Jak już pisałem w poprzednim poście, uważam że to co oferuje mi uczelnia w mojej branży jest spóźnione kilka lat. Materiał jest tak naprawdę w wielkim procencie nieprzydatny w pracy. Wiem co mówię, uwierzcie. Tak więc omijam raczej zajęcia, zdaję tylko te przedmioty, które zdać najłatwiej i skupiam się na pracy zawodowej – zakładam, że prędzej czy później te studia skończę. Jednak strasznie uwielbiam to co robię (jak byłem bezrobotny programowałem minimalnie 6h dziennie, w piątek świątek i niedzielę), teraz kiedy znowu mam pracę to spędzam nad kodem jeszcze więcej czasu – to jest to co kocham, to jest to co w życiu chcę robić. 

Mój przyjaciel natomiast krótko po wakacjach zerwał z dziewczyną. Od tamtej pory na palcach rąk policzyłbym dni, w których był trzeźwy (pije dla imprezy, nie z żalu, a przez jego łóżko przewalają się duże ilości przypadkowych panienek.
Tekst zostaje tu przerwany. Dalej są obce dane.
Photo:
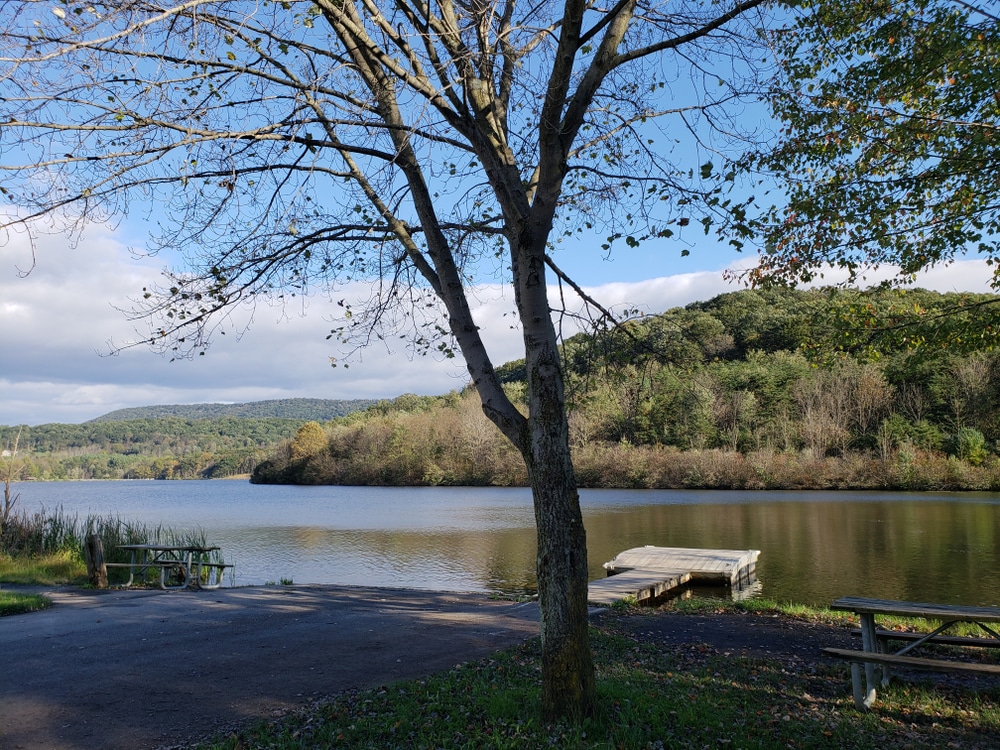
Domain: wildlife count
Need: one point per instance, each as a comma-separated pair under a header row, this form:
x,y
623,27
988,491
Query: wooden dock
x,y
649,572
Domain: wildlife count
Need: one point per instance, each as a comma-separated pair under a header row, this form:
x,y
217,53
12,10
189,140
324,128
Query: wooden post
x,y
94,554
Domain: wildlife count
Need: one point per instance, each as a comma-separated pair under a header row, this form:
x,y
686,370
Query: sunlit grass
x,y
63,567
12,603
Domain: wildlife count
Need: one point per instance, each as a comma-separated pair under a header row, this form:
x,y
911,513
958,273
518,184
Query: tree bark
x,y
568,683
96,570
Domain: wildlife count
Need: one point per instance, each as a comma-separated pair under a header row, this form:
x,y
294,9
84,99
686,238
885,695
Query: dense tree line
x,y
192,441
164,448
773,387
285,408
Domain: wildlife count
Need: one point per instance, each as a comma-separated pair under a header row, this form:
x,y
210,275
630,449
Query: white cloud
x,y
56,322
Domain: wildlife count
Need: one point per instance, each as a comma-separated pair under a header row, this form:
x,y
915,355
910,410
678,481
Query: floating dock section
x,y
646,573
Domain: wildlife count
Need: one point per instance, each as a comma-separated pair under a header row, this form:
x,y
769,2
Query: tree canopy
x,y
890,142
288,146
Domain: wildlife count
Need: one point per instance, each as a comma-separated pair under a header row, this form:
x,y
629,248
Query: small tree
x,y
11,470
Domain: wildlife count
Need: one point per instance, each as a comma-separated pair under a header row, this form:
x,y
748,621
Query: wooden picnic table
x,y
875,642
179,566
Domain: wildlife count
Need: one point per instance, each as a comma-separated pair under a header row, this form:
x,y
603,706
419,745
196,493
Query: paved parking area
x,y
149,669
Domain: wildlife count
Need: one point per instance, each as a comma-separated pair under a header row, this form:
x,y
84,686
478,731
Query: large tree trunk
x,y
568,688
568,685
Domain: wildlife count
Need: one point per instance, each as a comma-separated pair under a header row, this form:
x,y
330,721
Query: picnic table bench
x,y
178,566
876,649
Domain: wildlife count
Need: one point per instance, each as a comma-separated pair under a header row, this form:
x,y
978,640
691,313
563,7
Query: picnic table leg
x,y
869,642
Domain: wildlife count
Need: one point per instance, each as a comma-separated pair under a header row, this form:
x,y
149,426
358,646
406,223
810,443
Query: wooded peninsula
x,y
755,389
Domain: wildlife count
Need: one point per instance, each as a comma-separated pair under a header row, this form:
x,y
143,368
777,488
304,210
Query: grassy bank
x,y
12,603
46,547
652,696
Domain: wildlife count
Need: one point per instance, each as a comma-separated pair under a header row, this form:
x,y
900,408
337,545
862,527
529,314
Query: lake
x,y
815,546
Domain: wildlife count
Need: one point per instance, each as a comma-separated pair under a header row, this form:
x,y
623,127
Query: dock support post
x,y
97,573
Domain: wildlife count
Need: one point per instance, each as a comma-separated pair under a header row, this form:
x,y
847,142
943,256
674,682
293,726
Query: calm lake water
x,y
815,546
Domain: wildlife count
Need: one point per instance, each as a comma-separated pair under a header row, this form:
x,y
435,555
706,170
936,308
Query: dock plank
x,y
648,572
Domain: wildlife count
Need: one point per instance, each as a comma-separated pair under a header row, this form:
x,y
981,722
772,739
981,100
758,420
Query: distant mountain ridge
x,y
318,409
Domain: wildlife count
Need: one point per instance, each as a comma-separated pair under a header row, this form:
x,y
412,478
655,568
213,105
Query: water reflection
x,y
814,546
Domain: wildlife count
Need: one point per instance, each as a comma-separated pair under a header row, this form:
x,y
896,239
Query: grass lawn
x,y
12,603
43,570
651,696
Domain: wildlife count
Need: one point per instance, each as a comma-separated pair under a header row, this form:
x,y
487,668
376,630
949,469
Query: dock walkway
x,y
646,573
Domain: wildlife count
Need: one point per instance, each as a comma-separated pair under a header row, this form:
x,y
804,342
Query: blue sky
x,y
56,325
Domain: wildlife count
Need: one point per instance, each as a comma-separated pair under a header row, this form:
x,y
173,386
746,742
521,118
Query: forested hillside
x,y
321,409
762,388
165,442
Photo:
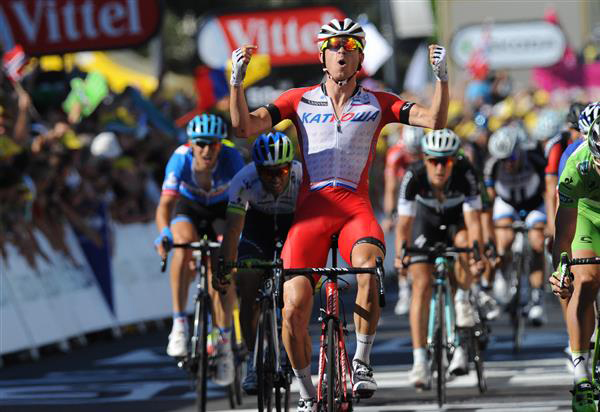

Rozstanie to była jego świadoma [zresztą bardzo dobra moim zdaniem] decyzja). Opowiada mi o kole naukowym itd. ale mam wrażenie, że go wcale to nie pociąga – chce bardziej się tym zająć z obowiązku, z potrzeby bycia ambitnym, a nie z samego jestestwa. Prawdopodobnie uwali kolejny rok. Ma na barkach kredyt studencki i masę innych zobowiązań (część również finansowych). Czy powinienem mu teraz zacytować jego słowa z przed lat? Zaszedł już tak daleko – o wiele dalej niż nasi znajomi z gimnazjum – a zaczyna pikować w ich kierunku w zatrważającym dla mnie tempie. Wspominałem mu już delikatnie, że przegina, zwracała mu uwagę moja dziewczyna – jednak on to zbywa, że wszystko jest OK, że w końcu weźmie się w garść. 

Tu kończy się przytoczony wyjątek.